Validation-verification of a highly effective, practical human testicular tissue in vitro culture-cryopreservation procedure aimed to optimize pre-freeze and post-thaw motility

Abstract

Purpose: The aim of our paper was to validate a testicular biopsy procedure that simplifies handling, processing, and cryopreservation, while at the same time optimizes sperm motility before freezing and after thawing.

Methods: Two prospective studies were conducted to verify, optimize, and understand the virtues of pre-freeze testicular tissue IVC at different temperatures (21, 30, or 37 °C). Testicular tissue was obtained from clinical specimens designated for whole tissue cryopreservation (i.e., intact mass of tubules) and/or for fresh use in IVF-ICSI cycles. Whole testicular biopsy pieces (1-3 mm(3)) were diluted in glycerol containing freeze solutions, slow cooled to 4 °C and then rapidly frozen in LN2 vapor. Fresh and post-thaw testicular biopsy tissue were evaluated for changes in the quantity (%) and pattern of motility (I-IV: twitching to rapid progression, respectively) over a 1 week duration. The clinical effectiveness of IVC-cryopreserved whole testicular biopsy tissue was also validated analyzing fresh embryo transfers.

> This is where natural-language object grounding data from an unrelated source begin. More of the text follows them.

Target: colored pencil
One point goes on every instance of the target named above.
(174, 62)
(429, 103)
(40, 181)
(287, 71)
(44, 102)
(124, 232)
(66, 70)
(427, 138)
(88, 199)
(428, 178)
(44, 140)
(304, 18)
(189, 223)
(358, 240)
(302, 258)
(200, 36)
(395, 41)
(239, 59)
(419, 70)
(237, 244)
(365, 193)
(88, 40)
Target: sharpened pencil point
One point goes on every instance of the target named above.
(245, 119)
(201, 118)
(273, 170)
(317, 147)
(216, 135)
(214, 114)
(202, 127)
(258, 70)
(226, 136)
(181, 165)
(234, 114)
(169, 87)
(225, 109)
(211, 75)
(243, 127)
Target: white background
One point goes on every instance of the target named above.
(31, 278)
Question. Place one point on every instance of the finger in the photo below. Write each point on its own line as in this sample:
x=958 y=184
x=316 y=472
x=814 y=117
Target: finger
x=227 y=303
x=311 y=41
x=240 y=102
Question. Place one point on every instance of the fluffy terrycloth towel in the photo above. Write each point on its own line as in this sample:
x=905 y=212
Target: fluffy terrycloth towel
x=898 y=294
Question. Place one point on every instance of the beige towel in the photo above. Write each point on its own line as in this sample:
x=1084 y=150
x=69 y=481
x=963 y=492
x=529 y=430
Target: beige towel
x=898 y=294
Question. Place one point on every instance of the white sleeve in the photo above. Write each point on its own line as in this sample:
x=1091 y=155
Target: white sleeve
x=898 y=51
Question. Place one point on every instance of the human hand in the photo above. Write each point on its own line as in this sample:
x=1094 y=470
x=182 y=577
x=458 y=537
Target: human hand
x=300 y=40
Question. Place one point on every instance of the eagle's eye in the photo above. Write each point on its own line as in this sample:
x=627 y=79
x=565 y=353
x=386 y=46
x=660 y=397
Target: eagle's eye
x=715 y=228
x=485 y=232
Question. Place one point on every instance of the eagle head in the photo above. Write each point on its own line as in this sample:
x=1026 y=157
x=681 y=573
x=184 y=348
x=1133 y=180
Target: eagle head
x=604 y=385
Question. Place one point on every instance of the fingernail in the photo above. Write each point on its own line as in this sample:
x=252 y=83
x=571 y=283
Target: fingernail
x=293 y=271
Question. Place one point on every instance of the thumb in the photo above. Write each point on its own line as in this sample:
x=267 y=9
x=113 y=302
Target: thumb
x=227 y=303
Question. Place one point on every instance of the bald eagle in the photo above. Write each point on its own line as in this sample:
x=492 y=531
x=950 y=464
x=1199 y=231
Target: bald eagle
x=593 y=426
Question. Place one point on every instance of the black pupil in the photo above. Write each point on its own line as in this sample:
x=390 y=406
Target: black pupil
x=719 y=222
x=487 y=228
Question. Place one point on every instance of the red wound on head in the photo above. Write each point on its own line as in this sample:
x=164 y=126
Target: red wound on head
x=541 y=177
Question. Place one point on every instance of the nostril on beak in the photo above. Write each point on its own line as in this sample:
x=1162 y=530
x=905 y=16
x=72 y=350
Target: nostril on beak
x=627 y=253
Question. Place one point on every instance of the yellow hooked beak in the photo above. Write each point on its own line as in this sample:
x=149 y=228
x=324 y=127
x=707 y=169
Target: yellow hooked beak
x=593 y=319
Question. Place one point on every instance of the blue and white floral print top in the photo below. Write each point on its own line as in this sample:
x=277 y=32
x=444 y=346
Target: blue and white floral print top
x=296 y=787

Results: More reliable recovery of motile testicular sperm was achieved using whole tissue freeze preservation combined with IVC (24-96 h) post-acquisition at an incubation temperature of 30 °C compared to ambient temperature (21 °C) or 37 °C. Up to 85 % of the pre-freeze motility was conserved post-thaw (+3 h) for easy ICSI selection. Sperm longevity was optimized to fresh tissue levels by implementing testicular biopsy sucrose dilution post-thaw. Favorable clinical outcomes were proven using frozen-thawed testicular biopsy sperm for ICSI.

Conclusions: By employing minimal tissue manipulation, integrating pre-freeze IVC processing at 30 °C and the freezing of whole testicular biopsy tissue, we have reduced the labor and improved the efficacy of processing testicular tissue for freeze-preservation and subsequent ICSI use.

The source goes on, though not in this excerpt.